The project concerns spam detection in SMS messages to determined whether the messages is spam or not. It includes data analysis, data preparation, text mining and create model by using different machine learning algorithms and BERT model.
The dataset comes from SMS Spam Collection and can be find here. This SMS Spam Collection is a set of SMS tagged messages that have been collected for SMS Spam research. It comprises one set of SMS messages in English of 5,574 messages, which is tagged acording being ham (legitimate) or spam.
The aim of the project is spam detection in SMS messages. One of the way to reduce the number of scams messages is spam filtering. For this purpose we may use different machine learning classifiers to sorted messages as a spam or not (such as Naive Bayes algorithm). In our analysis we used text classification with different machine learning algorithms to determined whether the messages is spam or not.
- Spam classification with ML algorithms - Spam.ipynb
- Spam classification with BERT model - Spam_bert.ipynb
- Python script to use spam model - spam_model.py
- Python script to use spam model with smote method - spam_smote_model.py
We begin with data analysis and data pre-processing from our dataset. Following we used NLP methods to prepare and clean our text data (tokenization, remove stop words, stemming). In the first approach we used bag of words model to convert the text into numerical feature vectors. To get more accurate predictions we have applied six different classification algorithms like: Logistic Regression, Naive Bayes, Support Vector Machine (SVM), Random Forest, Stochastic Gradient Descent and Gradient Boosting. Finally we got the best accuracy of 97 % for Naive Bayes method.
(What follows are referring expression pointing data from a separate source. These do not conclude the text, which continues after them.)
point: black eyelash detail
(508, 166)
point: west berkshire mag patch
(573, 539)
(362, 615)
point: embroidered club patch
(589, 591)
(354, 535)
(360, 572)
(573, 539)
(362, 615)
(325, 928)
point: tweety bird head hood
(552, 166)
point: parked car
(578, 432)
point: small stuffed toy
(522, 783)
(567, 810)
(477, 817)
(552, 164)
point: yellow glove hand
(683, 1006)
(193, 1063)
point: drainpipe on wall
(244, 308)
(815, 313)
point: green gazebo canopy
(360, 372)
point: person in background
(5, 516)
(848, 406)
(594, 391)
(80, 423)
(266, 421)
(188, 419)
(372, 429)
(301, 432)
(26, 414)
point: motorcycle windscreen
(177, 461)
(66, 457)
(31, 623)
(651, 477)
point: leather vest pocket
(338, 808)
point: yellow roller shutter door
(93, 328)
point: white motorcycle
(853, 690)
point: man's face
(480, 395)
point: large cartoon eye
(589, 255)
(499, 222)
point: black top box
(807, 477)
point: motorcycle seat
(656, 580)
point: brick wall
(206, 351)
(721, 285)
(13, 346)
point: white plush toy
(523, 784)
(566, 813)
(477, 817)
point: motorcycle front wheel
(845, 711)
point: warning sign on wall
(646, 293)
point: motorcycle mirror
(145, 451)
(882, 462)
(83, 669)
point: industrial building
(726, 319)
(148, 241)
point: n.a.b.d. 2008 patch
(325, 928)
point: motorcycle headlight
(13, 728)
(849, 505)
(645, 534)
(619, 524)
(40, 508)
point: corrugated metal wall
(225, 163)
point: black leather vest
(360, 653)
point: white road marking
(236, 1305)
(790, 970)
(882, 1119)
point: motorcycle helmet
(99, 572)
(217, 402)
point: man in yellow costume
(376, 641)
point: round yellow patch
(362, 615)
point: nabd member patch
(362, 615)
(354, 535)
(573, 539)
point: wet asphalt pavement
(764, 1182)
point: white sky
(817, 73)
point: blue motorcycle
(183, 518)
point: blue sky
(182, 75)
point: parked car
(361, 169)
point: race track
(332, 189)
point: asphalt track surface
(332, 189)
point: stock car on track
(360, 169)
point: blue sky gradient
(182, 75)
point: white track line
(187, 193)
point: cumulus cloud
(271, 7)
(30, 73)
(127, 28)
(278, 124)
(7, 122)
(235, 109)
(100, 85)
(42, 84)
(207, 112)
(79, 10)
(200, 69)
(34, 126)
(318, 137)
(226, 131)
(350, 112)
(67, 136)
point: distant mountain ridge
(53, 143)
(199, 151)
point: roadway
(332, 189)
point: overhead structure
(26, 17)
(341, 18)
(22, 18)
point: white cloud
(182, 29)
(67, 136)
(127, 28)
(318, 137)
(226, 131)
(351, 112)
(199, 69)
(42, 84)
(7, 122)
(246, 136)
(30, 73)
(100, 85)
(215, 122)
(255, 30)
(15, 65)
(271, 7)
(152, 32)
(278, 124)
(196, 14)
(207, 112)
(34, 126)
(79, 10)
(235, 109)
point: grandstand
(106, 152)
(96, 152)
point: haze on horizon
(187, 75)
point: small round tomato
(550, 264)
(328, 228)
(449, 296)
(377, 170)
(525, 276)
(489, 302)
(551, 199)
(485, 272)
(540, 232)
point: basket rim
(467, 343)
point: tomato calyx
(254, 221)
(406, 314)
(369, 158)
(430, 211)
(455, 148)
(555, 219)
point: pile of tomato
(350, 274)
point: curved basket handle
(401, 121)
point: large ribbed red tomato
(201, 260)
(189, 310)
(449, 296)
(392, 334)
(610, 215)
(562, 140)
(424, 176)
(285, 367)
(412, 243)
In the second we have used a pretrained BERT model to resolve our problem. In our second analysis we have used a Huggingface Transformers library as well. We have used a simple neural network with pretrained BERT model. We achieved an accuracy on the test set equal to 98 % and it is a very good result in comparison to previous models. From our experiments we can see that the both tested approaches give an overall high accuracy and similar results for our problem.
Model | Embeddings | Accuracy |
---|---|---|
BERT | Bert tokenizer | 0.98 |
Naive Bayes | BOW | 0.97 |
Gradient Boosting | BOW | 0.96 |
Logistic Regression | BOW | 0.96 |
SVM | BOW | 0.94 |
SGD | BOW | 0.94 |
Random Forest | BOW | 0.92 |
- Python 3.6
- libraries: pandas, numpy, scikit-learn, NLTK, imbalanced-learn, tensorflow, Hugging Face transformers.
To run this project use Jupyter Notebook or Google Colab.